While Old Man Logan on its own is not bad by any stretch, I think this is what really made it hit as hard as it did. It wasn’t a What If? or a MAX title, it wasn’t an OGN or presented as a standalone, creator passion project. It was just another seven issues of Wolverine (plus a giant-sized special). Regular readers went straight from the somewhat dour but completely comic booky Messiah Complex to something gritty, grotesque and absolutely off-the-wall, with no warning. It might not have “counted,” but man, it counted.

Revisiting for the First Time: I Finally Read "Old Man Logan"
That kind of thing doesn’t happen much anymore, something many market-watchers lament.
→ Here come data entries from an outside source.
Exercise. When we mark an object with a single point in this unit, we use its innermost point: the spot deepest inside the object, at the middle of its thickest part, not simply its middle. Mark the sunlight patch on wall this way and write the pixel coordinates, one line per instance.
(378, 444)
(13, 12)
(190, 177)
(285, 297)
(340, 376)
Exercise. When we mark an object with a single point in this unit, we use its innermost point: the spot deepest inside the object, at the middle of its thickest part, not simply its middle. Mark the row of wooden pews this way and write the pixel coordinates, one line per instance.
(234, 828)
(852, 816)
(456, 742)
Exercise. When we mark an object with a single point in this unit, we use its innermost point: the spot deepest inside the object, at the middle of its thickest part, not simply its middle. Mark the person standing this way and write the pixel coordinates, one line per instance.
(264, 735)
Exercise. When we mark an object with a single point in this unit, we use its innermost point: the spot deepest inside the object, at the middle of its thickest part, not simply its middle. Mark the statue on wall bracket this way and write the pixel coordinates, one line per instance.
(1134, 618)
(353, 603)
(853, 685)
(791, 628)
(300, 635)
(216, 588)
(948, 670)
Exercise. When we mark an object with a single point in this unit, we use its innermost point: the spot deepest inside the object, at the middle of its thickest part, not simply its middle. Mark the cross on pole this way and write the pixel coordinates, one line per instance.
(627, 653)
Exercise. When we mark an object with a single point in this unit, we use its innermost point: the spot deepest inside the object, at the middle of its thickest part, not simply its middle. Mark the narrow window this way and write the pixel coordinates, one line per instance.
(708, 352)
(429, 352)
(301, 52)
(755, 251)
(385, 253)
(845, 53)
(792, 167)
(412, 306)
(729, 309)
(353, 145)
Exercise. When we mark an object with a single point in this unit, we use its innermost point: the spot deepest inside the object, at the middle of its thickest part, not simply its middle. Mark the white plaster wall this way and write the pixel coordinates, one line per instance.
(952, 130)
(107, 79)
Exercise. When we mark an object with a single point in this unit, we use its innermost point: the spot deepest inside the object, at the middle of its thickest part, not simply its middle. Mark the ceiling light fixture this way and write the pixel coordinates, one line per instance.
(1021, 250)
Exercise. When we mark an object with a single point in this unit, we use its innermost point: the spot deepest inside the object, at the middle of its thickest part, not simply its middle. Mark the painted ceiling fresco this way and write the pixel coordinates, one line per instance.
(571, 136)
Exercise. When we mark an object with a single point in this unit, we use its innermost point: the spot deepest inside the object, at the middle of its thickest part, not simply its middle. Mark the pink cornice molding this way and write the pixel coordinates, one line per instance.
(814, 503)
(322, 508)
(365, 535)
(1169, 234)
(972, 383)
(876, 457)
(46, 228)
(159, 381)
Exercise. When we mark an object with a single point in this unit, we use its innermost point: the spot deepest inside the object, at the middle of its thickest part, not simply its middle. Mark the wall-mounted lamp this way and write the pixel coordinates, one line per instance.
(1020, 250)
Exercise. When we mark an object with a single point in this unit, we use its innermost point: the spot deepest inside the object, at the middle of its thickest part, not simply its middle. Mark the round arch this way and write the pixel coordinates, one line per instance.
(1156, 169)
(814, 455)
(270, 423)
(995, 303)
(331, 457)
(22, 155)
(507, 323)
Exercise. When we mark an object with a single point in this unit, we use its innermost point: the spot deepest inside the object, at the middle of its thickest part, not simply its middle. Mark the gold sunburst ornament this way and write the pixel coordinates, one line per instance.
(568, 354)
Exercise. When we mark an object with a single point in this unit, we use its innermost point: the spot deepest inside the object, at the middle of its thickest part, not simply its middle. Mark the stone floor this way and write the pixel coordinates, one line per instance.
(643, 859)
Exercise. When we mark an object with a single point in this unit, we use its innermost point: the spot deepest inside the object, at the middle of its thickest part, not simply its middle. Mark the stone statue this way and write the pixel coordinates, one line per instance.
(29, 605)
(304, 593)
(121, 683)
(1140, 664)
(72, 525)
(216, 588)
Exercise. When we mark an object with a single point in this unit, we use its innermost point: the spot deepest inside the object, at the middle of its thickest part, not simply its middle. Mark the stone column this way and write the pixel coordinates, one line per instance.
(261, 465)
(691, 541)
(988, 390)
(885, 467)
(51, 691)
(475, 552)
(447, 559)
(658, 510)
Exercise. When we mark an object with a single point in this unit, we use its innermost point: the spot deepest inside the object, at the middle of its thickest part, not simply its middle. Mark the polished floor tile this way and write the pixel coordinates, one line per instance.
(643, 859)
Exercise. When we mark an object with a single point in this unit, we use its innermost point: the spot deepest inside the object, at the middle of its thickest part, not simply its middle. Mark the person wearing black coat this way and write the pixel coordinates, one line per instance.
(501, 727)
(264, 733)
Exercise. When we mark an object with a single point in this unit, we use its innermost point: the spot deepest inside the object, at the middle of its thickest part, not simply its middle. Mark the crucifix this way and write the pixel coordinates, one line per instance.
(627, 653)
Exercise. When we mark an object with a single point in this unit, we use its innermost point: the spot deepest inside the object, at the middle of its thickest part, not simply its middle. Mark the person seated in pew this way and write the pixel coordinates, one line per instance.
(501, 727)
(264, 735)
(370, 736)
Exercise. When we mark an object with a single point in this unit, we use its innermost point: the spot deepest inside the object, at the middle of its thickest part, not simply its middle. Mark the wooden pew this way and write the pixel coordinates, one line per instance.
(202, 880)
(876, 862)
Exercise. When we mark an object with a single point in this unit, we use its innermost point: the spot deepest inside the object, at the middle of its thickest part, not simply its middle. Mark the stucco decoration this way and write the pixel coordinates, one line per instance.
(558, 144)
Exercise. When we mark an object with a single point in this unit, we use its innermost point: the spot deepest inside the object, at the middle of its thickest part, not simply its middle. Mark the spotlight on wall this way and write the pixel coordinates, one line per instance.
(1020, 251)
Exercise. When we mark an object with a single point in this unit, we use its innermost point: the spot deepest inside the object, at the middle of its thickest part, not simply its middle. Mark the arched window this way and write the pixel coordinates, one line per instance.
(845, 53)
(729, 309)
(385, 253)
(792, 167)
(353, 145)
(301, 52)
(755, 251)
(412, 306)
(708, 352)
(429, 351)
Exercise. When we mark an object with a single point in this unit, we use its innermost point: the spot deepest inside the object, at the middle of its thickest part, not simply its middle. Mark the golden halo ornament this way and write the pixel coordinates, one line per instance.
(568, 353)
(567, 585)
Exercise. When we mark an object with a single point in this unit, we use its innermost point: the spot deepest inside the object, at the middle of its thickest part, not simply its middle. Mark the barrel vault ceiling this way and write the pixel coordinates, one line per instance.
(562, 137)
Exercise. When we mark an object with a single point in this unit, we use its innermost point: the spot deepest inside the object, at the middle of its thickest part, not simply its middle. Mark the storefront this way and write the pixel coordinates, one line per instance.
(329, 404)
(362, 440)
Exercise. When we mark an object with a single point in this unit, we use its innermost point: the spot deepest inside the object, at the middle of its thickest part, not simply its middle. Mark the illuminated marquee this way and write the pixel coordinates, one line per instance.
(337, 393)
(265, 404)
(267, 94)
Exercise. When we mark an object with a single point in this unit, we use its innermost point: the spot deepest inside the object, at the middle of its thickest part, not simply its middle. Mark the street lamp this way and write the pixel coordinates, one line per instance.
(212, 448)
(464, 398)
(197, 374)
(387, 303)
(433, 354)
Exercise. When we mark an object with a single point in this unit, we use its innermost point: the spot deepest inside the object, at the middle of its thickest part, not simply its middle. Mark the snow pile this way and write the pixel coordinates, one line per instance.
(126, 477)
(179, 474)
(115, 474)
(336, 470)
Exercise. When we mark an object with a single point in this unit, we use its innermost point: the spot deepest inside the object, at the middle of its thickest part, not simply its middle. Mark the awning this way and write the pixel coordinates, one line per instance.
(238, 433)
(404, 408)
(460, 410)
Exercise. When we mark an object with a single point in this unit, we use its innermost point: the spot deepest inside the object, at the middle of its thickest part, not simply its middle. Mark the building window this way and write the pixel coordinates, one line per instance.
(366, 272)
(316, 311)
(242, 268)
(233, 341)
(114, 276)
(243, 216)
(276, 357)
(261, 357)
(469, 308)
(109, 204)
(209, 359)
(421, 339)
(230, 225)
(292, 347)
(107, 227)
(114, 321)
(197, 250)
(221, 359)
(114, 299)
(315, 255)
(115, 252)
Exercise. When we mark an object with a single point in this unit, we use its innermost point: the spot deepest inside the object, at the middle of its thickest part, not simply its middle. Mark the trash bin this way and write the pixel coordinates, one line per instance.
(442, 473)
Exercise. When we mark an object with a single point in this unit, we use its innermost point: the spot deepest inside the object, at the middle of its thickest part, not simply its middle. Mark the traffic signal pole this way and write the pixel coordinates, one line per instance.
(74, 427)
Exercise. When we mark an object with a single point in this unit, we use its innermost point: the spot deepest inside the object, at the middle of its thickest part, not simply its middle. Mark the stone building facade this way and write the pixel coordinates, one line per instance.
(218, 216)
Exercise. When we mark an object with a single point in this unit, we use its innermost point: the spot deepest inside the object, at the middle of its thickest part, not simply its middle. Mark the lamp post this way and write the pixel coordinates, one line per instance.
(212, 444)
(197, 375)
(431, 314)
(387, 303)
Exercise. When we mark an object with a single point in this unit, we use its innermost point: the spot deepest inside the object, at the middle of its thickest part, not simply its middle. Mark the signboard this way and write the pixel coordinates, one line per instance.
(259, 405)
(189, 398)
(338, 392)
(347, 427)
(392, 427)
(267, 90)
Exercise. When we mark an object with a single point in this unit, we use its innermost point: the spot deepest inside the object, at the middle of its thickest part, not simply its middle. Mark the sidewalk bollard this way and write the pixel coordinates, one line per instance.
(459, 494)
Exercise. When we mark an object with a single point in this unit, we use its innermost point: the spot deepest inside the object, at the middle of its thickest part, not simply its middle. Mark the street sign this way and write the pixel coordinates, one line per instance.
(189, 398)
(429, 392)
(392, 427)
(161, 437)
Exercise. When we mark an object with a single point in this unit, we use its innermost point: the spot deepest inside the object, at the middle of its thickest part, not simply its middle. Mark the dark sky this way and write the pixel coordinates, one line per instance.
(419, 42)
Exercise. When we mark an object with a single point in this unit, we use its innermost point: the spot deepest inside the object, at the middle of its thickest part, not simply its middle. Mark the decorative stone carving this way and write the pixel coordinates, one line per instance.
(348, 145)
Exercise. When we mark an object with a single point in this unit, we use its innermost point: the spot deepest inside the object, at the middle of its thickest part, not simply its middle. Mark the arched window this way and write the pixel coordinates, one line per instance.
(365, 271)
Pulling a high-profile, self-contained story out of the main book and running it at the same time is surely a short-term gain for the publisher and for retailers — more Wolverine on the shelf this month means more money — but it may be at the expense of the core title’s stability. If all the special stuff gets exported, what need is there to pick up the “normal” issues? Suddenly the book you ship 18 times a year becomes the skippable one, and the damn thing has to relaunch to stave off attrition.

So as good as Old Man Logan was, we might not have the reverence for it we do today had it been published differently. Maybe that’s something Marvel and other companies should consider when prioritizing a story’s placement. Keeping a blockbuster within that character’s main title may immediately thin the market share a bit, but current readers might stick around longer, and hey, maybe one of them will be struck by it enough they’ll base a movie on it someday.